Pangeran Diponegoro Mendapat Jabatan Wali Sultan saat Terlibat Konflik dengan Keraton

oleh -135 views
oleh
Pangeran Diponegoro Mendapat Jabatan Wali Sultan saat Terlibat Konflik dengan Keraton
foto/net: Pangeran Diponegoro

CorongNews – KEMATIAN Sultan Hamengkubuwono IV mengagetkan Keraton Yogyakarta. Sebab saat itu Pangeran Diponegoro akhirnya mendapatkan tugas penting. Kematian Sultan Hamengkubuwono IV juga dianggap oleh Pangeran Diponegoro sebagai cara untuk menyelamatkan keraton.

Bahkan Diponegoro pernah mengatakan, bersyukur atas kematian sang adik Sultan Hamengku Buwono IV. Diponegoro beranggapan sultan keempat ini kurang memerintah dengan baik. Kematian yang mendadak, membuat pihak keraton meminta agar penguasa Belanda mengukuhkan Putra Mahkota, yang masih berusia dua tahun, untuk naik tahta.

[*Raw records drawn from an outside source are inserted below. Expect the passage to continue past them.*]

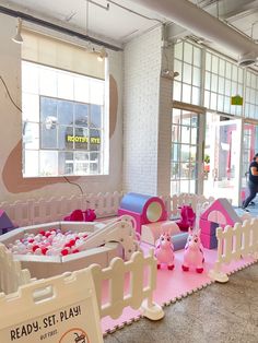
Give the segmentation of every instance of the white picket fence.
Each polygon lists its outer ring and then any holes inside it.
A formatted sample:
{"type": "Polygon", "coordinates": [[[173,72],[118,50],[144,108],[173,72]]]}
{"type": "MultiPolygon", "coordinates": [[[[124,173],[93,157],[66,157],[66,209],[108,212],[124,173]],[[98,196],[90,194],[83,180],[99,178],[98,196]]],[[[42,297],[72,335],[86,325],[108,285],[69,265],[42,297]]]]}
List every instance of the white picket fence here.
{"type": "MultiPolygon", "coordinates": [[[[36,281],[31,279],[28,270],[21,269],[21,263],[14,260],[13,255],[3,245],[0,245],[0,295],[1,292],[7,295],[17,292],[21,285],[36,281]]],[[[85,270],[89,269],[94,281],[101,318],[118,318],[127,306],[141,308],[142,315],[151,320],[164,317],[162,307],[153,301],[156,286],[156,259],[153,249],[148,257],[137,251],[127,262],[115,258],[108,268],[102,269],[98,264],[92,264],[85,270]],[[108,299],[103,297],[104,282],[108,285],[108,299]]],[[[48,279],[45,279],[44,282],[47,281],[48,279]]],[[[38,282],[37,284],[40,285],[38,282]]]]}
{"type": "Polygon", "coordinates": [[[228,276],[222,271],[224,263],[228,264],[246,256],[258,258],[258,218],[236,223],[234,227],[218,227],[218,258],[209,276],[218,282],[227,282],[228,276]]]}
{"type": "Polygon", "coordinates": [[[12,252],[0,244],[0,292],[5,294],[16,292],[19,286],[31,281],[30,271],[22,270],[21,262],[15,261],[12,252]]]}
{"type": "MultiPolygon", "coordinates": [[[[27,201],[15,201],[12,203],[1,202],[0,209],[4,210],[10,220],[19,226],[28,226],[50,222],[59,222],[73,210],[94,209],[97,217],[107,217],[117,214],[124,193],[97,193],[89,196],[72,196],[70,198],[31,199],[27,201]]],[[[209,202],[214,199],[206,199],[202,196],[183,193],[173,197],[161,197],[165,203],[168,217],[179,216],[181,204],[191,204],[196,210],[197,204],[209,202]]]]}
{"type": "Polygon", "coordinates": [[[204,203],[212,203],[215,199],[213,197],[206,198],[204,196],[197,196],[191,193],[181,193],[179,196],[174,194],[173,197],[161,197],[165,203],[168,216],[177,217],[180,215],[180,206],[183,204],[190,204],[196,212],[198,204],[203,205],[204,203]]]}
{"type": "Polygon", "coordinates": [[[122,192],[72,196],[70,198],[51,198],[13,203],[1,202],[10,220],[19,226],[59,222],[73,210],[94,209],[98,217],[117,214],[122,192]]]}
{"type": "Polygon", "coordinates": [[[127,306],[133,309],[141,307],[142,315],[151,320],[163,318],[162,308],[152,299],[156,286],[156,260],[153,250],[150,250],[148,257],[138,251],[132,255],[130,261],[124,262],[120,258],[115,258],[106,269],[101,269],[97,264],[91,265],[90,269],[95,283],[101,318],[110,316],[116,319],[127,306]],[[103,296],[104,283],[108,284],[107,299],[103,296]]]}

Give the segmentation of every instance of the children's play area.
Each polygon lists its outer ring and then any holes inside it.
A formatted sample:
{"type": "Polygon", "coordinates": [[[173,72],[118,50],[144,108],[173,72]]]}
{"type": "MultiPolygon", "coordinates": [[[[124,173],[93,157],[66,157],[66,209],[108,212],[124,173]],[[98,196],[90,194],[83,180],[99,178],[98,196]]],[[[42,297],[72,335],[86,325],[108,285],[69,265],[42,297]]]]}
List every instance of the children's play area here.
{"type": "Polygon", "coordinates": [[[46,221],[44,201],[1,210],[1,342],[99,343],[142,317],[162,320],[164,306],[257,261],[258,220],[239,217],[225,198],[90,200],[62,199],[70,213],[52,202],[46,221]]]}
{"type": "Polygon", "coordinates": [[[258,0],[2,0],[0,33],[0,343],[257,343],[258,0]]]}

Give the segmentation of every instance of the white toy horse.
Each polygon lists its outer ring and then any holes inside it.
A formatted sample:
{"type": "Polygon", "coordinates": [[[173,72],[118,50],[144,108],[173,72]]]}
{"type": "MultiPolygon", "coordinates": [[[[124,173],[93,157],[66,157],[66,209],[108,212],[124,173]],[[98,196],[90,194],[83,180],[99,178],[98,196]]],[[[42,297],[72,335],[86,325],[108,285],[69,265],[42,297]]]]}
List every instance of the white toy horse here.
{"type": "Polygon", "coordinates": [[[200,230],[191,230],[189,227],[189,236],[185,246],[184,263],[181,269],[189,271],[189,267],[196,268],[197,273],[203,272],[203,249],[200,240],[200,230]]]}
{"type": "Polygon", "coordinates": [[[161,268],[161,263],[167,265],[167,269],[173,270],[174,264],[174,246],[171,238],[171,233],[163,233],[155,244],[155,257],[157,259],[157,269],[161,268]]]}

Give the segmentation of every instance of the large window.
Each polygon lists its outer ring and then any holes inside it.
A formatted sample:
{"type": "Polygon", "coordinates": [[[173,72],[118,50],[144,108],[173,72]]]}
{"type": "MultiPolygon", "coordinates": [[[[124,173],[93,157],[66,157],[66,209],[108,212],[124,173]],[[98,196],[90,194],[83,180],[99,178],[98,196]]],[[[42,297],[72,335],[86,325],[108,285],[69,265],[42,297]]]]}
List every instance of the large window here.
{"type": "Polygon", "coordinates": [[[104,174],[105,81],[22,62],[24,177],[104,174]]]}
{"type": "Polygon", "coordinates": [[[192,105],[201,104],[201,49],[187,42],[175,46],[174,99],[192,105]]]}

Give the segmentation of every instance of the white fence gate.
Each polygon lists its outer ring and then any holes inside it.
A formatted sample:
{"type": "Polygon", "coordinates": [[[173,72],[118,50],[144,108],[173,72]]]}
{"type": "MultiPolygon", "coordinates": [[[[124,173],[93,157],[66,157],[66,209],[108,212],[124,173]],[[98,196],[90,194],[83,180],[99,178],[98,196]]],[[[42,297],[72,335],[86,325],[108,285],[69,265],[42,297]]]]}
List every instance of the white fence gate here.
{"type": "Polygon", "coordinates": [[[227,282],[228,276],[222,271],[223,263],[231,263],[248,255],[258,258],[258,218],[247,220],[234,227],[218,227],[218,258],[209,276],[218,282],[227,282]]]}

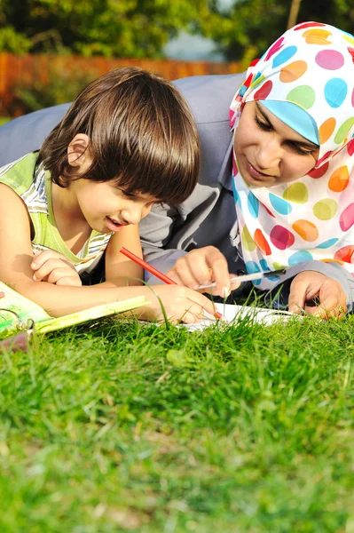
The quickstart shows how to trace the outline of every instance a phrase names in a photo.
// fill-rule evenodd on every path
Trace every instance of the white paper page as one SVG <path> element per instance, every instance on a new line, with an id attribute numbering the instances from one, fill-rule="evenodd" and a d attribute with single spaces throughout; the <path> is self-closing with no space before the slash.
<path id="1" fill-rule="evenodd" d="M 287 322 L 295 315 L 287 311 L 277 311 L 276 309 L 263 309 L 261 307 L 253 307 L 247 306 L 233 306 L 230 304 L 216 304 L 217 311 L 223 314 L 222 321 L 226 323 L 234 322 L 237 323 L 238 319 L 244 316 L 250 316 L 255 322 L 264 325 L 270 325 L 275 322 Z M 301 316 L 301 315 L 300 315 Z M 214 318 L 204 318 L 198 324 L 184 324 L 186 328 L 192 330 L 204 330 L 208 326 L 211 326 L 215 322 Z"/>

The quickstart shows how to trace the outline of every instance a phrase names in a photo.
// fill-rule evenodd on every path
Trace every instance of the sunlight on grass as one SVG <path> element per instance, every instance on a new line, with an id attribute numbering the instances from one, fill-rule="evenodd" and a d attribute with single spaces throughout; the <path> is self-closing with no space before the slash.
<path id="1" fill-rule="evenodd" d="M 106 319 L 3 356 L 1 531 L 346 531 L 353 324 Z"/>

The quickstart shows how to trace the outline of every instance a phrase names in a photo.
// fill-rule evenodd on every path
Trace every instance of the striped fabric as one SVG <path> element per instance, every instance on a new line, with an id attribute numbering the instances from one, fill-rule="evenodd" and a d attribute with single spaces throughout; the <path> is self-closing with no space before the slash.
<path id="1" fill-rule="evenodd" d="M 4 183 L 24 201 L 33 224 L 32 250 L 54 250 L 64 255 L 79 274 L 90 273 L 98 263 L 112 234 L 91 231 L 89 240 L 75 255 L 67 248 L 55 226 L 51 207 L 50 172 L 37 164 L 38 152 L 0 168 L 0 183 Z"/>

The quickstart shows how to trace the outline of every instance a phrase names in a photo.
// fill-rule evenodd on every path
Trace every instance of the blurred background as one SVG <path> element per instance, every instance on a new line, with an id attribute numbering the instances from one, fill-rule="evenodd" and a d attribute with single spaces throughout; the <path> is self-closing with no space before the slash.
<path id="1" fill-rule="evenodd" d="M 0 0 L 0 123 L 125 65 L 169 79 L 245 70 L 286 29 L 354 31 L 354 0 Z"/>

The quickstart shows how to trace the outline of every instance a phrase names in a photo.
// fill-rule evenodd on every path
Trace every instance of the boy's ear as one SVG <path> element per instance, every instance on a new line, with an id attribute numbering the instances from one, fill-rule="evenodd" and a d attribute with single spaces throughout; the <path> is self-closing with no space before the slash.
<path id="1" fill-rule="evenodd" d="M 81 167 L 83 164 L 90 166 L 92 160 L 90 154 L 90 137 L 84 133 L 78 133 L 67 147 L 67 162 L 73 167 Z"/>

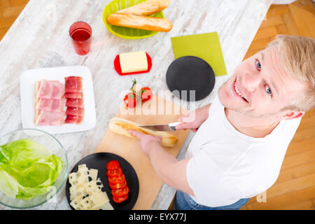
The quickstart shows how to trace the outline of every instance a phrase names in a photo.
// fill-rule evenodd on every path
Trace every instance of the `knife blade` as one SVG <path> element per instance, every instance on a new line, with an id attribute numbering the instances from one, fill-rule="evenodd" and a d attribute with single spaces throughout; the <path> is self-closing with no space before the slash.
<path id="1" fill-rule="evenodd" d="M 173 123 L 169 123 L 168 125 L 141 125 L 140 127 L 148 128 L 155 132 L 169 132 L 176 131 L 176 125 L 181 124 L 181 122 L 175 122 Z"/>

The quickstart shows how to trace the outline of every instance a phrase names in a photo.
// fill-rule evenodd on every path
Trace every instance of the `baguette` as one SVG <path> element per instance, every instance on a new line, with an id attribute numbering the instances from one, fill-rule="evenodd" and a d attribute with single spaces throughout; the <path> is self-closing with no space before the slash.
<path id="1" fill-rule="evenodd" d="M 142 125 L 123 118 L 113 118 L 109 122 L 109 130 L 114 133 L 136 139 L 138 138 L 130 134 L 129 130 L 136 130 L 152 136 L 160 136 L 162 137 L 161 146 L 162 146 L 174 147 L 177 144 L 178 139 L 175 135 L 167 132 L 155 132 L 147 128 L 140 127 L 141 125 Z"/>
<path id="2" fill-rule="evenodd" d="M 150 15 L 169 7 L 169 0 L 148 0 L 117 11 L 118 13 Z"/>
<path id="3" fill-rule="evenodd" d="M 106 18 L 108 24 L 120 27 L 167 32 L 172 29 L 172 22 L 162 18 L 112 13 Z"/>

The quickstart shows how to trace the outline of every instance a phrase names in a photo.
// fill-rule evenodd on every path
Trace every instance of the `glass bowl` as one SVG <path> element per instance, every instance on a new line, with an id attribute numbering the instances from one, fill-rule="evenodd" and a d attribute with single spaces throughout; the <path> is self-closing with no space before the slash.
<path id="1" fill-rule="evenodd" d="M 45 203 L 57 195 L 68 176 L 68 160 L 66 158 L 66 151 L 60 142 L 48 132 L 36 129 L 15 130 L 0 137 L 0 146 L 13 141 L 23 139 L 34 140 L 46 147 L 50 153 L 50 155 L 54 153 L 62 160 L 62 169 L 55 182 L 55 188 L 52 188 L 50 192 L 35 197 L 29 200 L 13 198 L 0 191 L 0 203 L 14 209 L 32 208 Z"/>
<path id="2" fill-rule="evenodd" d="M 155 31 L 113 26 L 107 23 L 106 18 L 110 14 L 117 12 L 121 9 L 134 6 L 146 0 L 113 0 L 110 2 L 105 6 L 105 8 L 103 10 L 103 22 L 107 29 L 115 36 L 125 39 L 144 38 L 153 36 L 158 34 L 158 32 Z M 162 11 L 160 11 L 150 16 L 164 18 Z"/>

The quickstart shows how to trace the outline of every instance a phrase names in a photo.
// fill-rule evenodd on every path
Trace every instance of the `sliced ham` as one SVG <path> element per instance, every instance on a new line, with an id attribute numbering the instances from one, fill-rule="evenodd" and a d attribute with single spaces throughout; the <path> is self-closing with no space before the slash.
<path id="1" fill-rule="evenodd" d="M 83 94 L 82 92 L 66 92 L 64 97 L 66 99 L 83 99 Z"/>
<path id="2" fill-rule="evenodd" d="M 69 98 L 66 99 L 66 106 L 69 107 L 83 107 L 83 99 L 74 99 Z"/>
<path id="3" fill-rule="evenodd" d="M 65 123 L 67 124 L 80 124 L 82 120 L 83 120 L 83 116 L 75 116 L 73 115 L 67 115 L 66 120 L 64 120 Z"/>
<path id="4" fill-rule="evenodd" d="M 35 108 L 39 111 L 61 112 L 64 111 L 66 99 L 38 99 Z"/>
<path id="5" fill-rule="evenodd" d="M 66 77 L 64 83 L 66 92 L 82 92 L 82 77 Z"/>
<path id="6" fill-rule="evenodd" d="M 37 125 L 61 125 L 64 116 L 64 111 L 36 111 L 34 122 Z"/>
<path id="7" fill-rule="evenodd" d="M 35 83 L 35 97 L 61 99 L 64 94 L 64 85 L 55 80 L 42 80 Z"/>
<path id="8" fill-rule="evenodd" d="M 83 116 L 84 108 L 68 106 L 66 108 L 66 114 L 72 115 L 74 116 Z"/>

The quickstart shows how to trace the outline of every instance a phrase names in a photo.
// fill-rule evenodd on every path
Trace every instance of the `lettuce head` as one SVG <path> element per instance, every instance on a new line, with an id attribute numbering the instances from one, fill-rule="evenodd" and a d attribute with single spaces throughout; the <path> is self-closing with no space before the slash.
<path id="1" fill-rule="evenodd" d="M 62 161 L 30 139 L 0 146 L 0 190 L 11 197 L 30 200 L 48 192 L 62 168 Z"/>

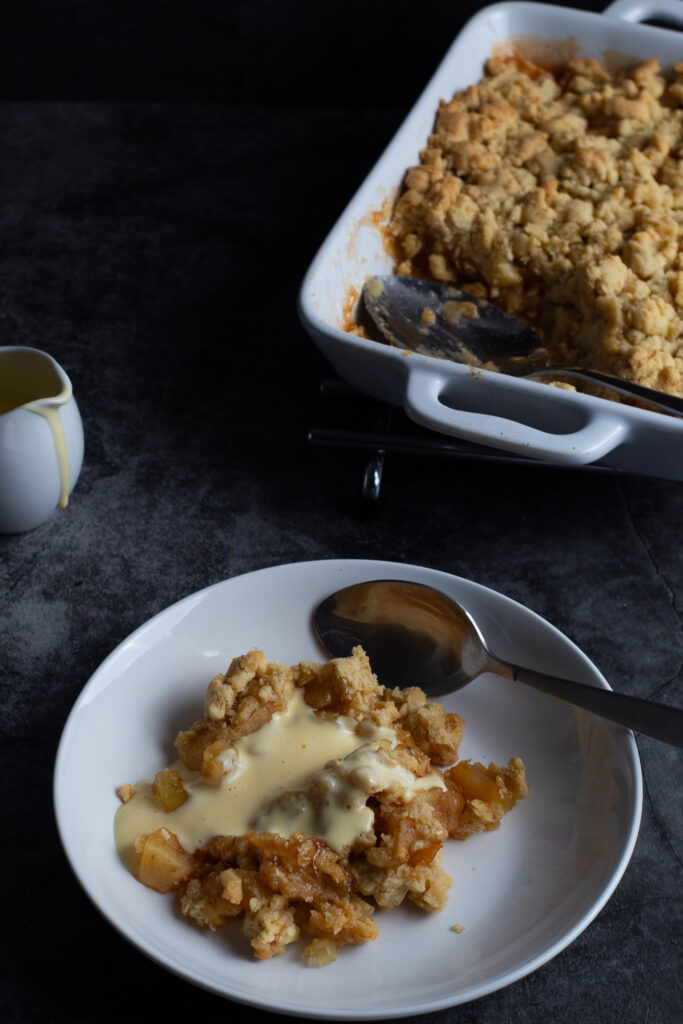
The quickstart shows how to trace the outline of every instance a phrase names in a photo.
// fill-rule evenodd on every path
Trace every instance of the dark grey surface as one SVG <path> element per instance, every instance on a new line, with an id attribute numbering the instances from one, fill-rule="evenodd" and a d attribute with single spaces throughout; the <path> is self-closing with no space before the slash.
<path id="1" fill-rule="evenodd" d="M 433 566 L 549 618 L 615 688 L 683 703 L 680 484 L 394 456 L 369 520 L 362 458 L 307 447 L 328 370 L 296 290 L 402 111 L 262 98 L 0 104 L 0 340 L 65 366 L 86 431 L 69 508 L 0 539 L 8 1024 L 137 1020 L 151 993 L 155 1019 L 233 1009 L 110 928 L 51 810 L 89 675 L 194 590 L 300 559 Z M 640 837 L 595 923 L 528 978 L 430 1021 L 680 1024 L 682 759 L 639 748 Z"/>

Sebagaimana dikisahkan pada buku “Takdir Riwayat Pangeran Diponegoro 1785 – 1855” karya Peter Carey, pihak keraton juga meminta agar Pakualam tidak lagi dilantik sebagai wali sultan. Pada 14 Desember dalam sebuah resolusi rahasia, Van der Capellen mendukung rekomendasi De Salis.

Perwalian dan pemerintahan keraton, dilimpahkan kepada empat orang, Ratu Ageng, Ratu Kencono, Mangkubumi, dan Diponegoro, dua orang yang pertama adalah yang pernah mengasuh dan membesarkan sultan. Sementara dua orang terakhir yakni Pangeran Mangkubumi dan Pangeran Diponegoro, terakhir bertanggungjawab pada manajemen kesultanan selama sultan belum dewasa.

Setelah melakukan serangkaian pertemuan dan pembicaraan, pada 19 Desember 1822 Putra Mahkota yang masih balita berusia 2 tahun ditetapkan sebagai sultan. Selain penetapan sultan sebagai putra mahkota, pengumuman Residen Belanda juga membacakan keputusan melantik para wali sultan.

Pangeran Diponegoro bersama Pangeran Mangkubumi yang dilantik sebagai wali sultan, dinilai tepat. Sebab keduanya dinilai pribadi yang cukup tenang dan tidak sedikit pun memiliki ambisi politik.

Tetapi konon Pangeran Diponegoro tetap memendam kekecewaan konflik selama ia memerintah wali sultan di keraton. Meskipun ia hadir dalam upacara penobatan sebagai wali sultan, Diponegoro merasa terhina. Ketika ia disumpah itulah Pangeran Diponegoro konon sampai tidak sadar merobek pakaian resminya.

Terlepas dari permusuhan Diponegoro dengan ibu tirinya, serta keraton. Ia tetap melaksanakan tugas perwalian sultan dengan baik selama hampir setahun, sejak ia ditunjuk. Hanya ketika kedatangan Smissaert di tengah pertengahan Februari 1823, dan kedatangan asistennya, Chevallier, enam bulan kemudian terjadi permusuhan pribadi yang membuatnya melepaskan jabatan wali sultan. (*)

 

No More Posts Available.

No more pages to load.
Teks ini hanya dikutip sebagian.